The opposition leader of Venezuela, Henrique Capriles, has accused President Nicolas Maduro of inflicting "savage repression" on the country's people. His comments come amid simmering political unrest in the South American country, with people taking to the streets in violent protests against the incumbent government.

The 44-year-old governor of Miranda told the BBC that early general elections are the only solution to end the crisis that has engulfed the country.

"How long can Maduro stand denying Venezuelans the right to vote? I don't think much long. Nothing that the government is doing is in defence; it's repression, savage repression that violates our constitution and human rights," Capriles said.

Capriles, who was defeated narrowly by Maduro in the 2013 presidential election, denied any kind of division in the country.

"There is no fight between different sectors of the Venezuelan people.
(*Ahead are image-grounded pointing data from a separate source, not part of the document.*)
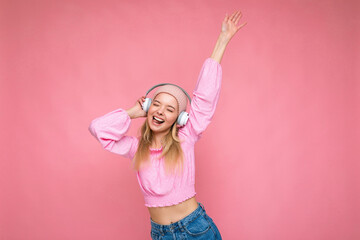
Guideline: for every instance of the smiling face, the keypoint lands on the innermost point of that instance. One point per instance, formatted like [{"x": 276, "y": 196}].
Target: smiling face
[{"x": 162, "y": 113}]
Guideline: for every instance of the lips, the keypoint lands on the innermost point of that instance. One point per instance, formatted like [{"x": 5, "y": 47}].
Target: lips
[{"x": 158, "y": 120}]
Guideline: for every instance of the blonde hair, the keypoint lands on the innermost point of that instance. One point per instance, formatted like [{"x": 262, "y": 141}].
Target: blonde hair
[{"x": 172, "y": 151}]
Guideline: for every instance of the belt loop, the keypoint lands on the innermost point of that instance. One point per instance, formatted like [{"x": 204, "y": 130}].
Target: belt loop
[
  {"x": 180, "y": 226},
  {"x": 161, "y": 230},
  {"x": 202, "y": 206}
]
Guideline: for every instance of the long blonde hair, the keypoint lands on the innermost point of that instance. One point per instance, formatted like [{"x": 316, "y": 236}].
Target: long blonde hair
[{"x": 172, "y": 151}]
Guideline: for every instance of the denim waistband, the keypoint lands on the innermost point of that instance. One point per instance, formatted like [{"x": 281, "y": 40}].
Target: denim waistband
[{"x": 200, "y": 210}]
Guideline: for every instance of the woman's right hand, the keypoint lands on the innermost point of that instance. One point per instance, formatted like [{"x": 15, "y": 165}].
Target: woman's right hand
[{"x": 137, "y": 111}]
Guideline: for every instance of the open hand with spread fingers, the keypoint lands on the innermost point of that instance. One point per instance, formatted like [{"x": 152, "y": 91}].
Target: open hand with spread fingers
[{"x": 229, "y": 27}]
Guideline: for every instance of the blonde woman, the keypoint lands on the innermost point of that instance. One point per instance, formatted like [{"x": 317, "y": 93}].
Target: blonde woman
[{"x": 163, "y": 156}]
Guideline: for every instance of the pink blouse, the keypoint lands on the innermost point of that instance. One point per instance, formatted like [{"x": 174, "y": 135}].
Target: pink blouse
[{"x": 159, "y": 189}]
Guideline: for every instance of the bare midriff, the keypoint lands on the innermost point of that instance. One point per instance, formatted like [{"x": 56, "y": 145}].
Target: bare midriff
[{"x": 170, "y": 214}]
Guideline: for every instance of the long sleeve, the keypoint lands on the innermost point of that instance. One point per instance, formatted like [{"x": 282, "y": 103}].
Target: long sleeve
[
  {"x": 205, "y": 98},
  {"x": 110, "y": 131}
]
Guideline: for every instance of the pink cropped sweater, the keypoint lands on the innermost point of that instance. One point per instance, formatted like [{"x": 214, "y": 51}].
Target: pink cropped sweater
[{"x": 159, "y": 189}]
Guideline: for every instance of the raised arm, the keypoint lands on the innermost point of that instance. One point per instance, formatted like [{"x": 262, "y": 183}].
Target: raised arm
[
  {"x": 207, "y": 90},
  {"x": 228, "y": 30}
]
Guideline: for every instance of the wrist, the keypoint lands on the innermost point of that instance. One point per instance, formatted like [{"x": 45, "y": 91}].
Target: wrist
[{"x": 224, "y": 38}]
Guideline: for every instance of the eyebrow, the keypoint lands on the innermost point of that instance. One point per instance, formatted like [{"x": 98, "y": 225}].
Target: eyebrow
[{"x": 167, "y": 105}]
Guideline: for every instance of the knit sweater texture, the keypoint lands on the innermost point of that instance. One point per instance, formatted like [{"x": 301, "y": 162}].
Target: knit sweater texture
[{"x": 160, "y": 189}]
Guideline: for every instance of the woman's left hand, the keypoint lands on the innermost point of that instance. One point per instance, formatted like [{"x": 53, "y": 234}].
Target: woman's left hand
[{"x": 229, "y": 28}]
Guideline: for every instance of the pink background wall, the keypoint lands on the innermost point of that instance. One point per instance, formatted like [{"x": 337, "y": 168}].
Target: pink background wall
[{"x": 280, "y": 160}]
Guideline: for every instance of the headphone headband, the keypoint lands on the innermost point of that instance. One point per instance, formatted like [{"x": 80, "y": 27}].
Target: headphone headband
[{"x": 162, "y": 84}]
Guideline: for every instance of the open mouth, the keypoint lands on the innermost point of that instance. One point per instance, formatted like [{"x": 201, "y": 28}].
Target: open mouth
[{"x": 157, "y": 121}]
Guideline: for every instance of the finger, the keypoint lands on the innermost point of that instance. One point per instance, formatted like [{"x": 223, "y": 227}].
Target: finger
[
  {"x": 226, "y": 17},
  {"x": 241, "y": 26},
  {"x": 238, "y": 18},
  {"x": 233, "y": 16}
]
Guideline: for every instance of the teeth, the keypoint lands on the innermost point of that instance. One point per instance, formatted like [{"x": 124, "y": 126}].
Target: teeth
[{"x": 158, "y": 119}]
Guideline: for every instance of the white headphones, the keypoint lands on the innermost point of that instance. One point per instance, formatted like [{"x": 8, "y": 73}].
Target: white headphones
[{"x": 183, "y": 116}]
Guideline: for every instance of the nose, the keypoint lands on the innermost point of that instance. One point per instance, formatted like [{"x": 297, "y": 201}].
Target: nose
[{"x": 160, "y": 111}]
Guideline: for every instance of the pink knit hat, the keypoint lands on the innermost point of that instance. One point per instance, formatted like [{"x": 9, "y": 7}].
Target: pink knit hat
[{"x": 176, "y": 92}]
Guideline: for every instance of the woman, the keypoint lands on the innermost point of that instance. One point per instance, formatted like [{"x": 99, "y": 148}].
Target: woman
[{"x": 163, "y": 156}]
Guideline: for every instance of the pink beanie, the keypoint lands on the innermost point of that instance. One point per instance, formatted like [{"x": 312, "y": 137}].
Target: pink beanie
[{"x": 176, "y": 92}]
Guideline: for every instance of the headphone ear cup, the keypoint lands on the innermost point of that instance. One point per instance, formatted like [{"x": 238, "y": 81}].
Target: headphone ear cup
[
  {"x": 182, "y": 118},
  {"x": 146, "y": 104}
]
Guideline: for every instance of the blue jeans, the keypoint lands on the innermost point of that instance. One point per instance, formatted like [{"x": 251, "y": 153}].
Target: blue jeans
[{"x": 197, "y": 225}]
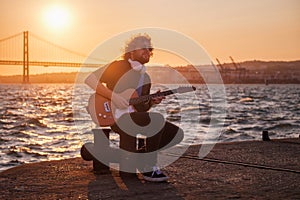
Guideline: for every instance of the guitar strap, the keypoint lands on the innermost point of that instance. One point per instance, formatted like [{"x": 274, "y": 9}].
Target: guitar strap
[{"x": 140, "y": 85}]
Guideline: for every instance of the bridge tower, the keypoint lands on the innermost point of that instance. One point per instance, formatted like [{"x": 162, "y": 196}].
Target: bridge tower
[{"x": 25, "y": 58}]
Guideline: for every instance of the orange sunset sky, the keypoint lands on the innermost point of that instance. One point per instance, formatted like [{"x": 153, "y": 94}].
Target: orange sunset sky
[{"x": 246, "y": 30}]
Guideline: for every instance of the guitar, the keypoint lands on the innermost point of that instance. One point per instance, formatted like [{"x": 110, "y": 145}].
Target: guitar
[{"x": 104, "y": 113}]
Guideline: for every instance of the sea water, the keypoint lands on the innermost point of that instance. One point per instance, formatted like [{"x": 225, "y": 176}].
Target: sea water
[{"x": 41, "y": 122}]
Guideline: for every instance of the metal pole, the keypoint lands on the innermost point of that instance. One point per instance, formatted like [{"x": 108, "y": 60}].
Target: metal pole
[{"x": 25, "y": 58}]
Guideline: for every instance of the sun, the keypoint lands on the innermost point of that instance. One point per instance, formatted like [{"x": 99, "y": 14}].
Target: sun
[{"x": 57, "y": 17}]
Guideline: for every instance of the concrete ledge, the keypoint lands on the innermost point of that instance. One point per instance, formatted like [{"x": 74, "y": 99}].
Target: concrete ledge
[{"x": 247, "y": 170}]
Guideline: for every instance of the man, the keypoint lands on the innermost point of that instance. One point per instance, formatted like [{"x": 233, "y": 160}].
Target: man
[{"x": 130, "y": 73}]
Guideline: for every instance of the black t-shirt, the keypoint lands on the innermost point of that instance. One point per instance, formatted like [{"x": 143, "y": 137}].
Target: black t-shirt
[{"x": 119, "y": 76}]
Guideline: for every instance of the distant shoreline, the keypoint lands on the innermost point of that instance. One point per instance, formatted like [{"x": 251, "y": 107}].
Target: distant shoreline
[{"x": 248, "y": 72}]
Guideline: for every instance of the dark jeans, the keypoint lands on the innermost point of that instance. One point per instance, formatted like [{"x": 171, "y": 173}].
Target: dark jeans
[{"x": 160, "y": 134}]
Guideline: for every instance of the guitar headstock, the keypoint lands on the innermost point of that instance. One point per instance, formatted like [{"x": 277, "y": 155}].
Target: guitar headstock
[{"x": 185, "y": 89}]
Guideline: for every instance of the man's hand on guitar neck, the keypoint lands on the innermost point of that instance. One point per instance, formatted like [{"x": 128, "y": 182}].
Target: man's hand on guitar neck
[{"x": 158, "y": 99}]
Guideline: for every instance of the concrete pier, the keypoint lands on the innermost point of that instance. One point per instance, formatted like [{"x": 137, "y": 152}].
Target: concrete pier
[{"x": 238, "y": 170}]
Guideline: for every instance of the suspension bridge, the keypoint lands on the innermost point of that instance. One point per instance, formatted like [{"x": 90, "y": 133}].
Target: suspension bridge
[{"x": 26, "y": 50}]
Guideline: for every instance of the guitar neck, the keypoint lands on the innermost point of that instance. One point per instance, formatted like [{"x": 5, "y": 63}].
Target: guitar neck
[{"x": 146, "y": 98}]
That's over in Venezuela. There is no division among Venezuelans," he said.

"No more than 20% of Venezuelans" supported the president's socialist government, he added.

The death toll in the wave of violent protests that began four weeks ago has risen to 30, with authorities accusing Capriles of inciting violence.

Protests began after the Supreme Court magistrates on 29 March issued a ruling removing the last vestiges of power from the opposition-controlled congress.

Although the court retracted the ruling three days later, there is still widespread anger against Maduro's government with no peaceful resolution expected anytime soon.

"When this is going to stop? I don't see the people giving up fighting for their country," Capriles said.

In early April, the Venezuelan comptroller's office banned Capriles from holding political office for 15 years. The move is seen as likely affecting presidential elections in 2018, considering Capriles is seen as a strong contender to challenge President Maduro.

The opposition is calling for early elections, which is scheduled for late 2018, as they blame Maduro and his government for the continuing crisis in the country. On the other hand, the president has alleged that the opposition and the business community are responsible for the shortage in essential supplies in the country.

Venezuela protest
Venezuela opposition leader and governor of Miranda state Henrique Capriles (C) attends a tribute to Juan Pablo Pernalete, who died after being hit by a tear gas shot during a protest against Venezuelan President Nicolas Maduro, in Caracas, Venezuela on 27 April, 2017 REUTERS/Carlos Garcia Rawlins

"There is no electoral calendar. We're the only country in the Americas where you ask when the elections are and there's no answer," Capriles said, while demanding the release of opposition politicians arrested since Maduro took office.

"They [the government] are, at this moment, like a kidnapper who's surrounded by police but believes he will be able to kill the hostages, kill the police and escape unharmed.

"They are wrong; they made a miscalculation," he added.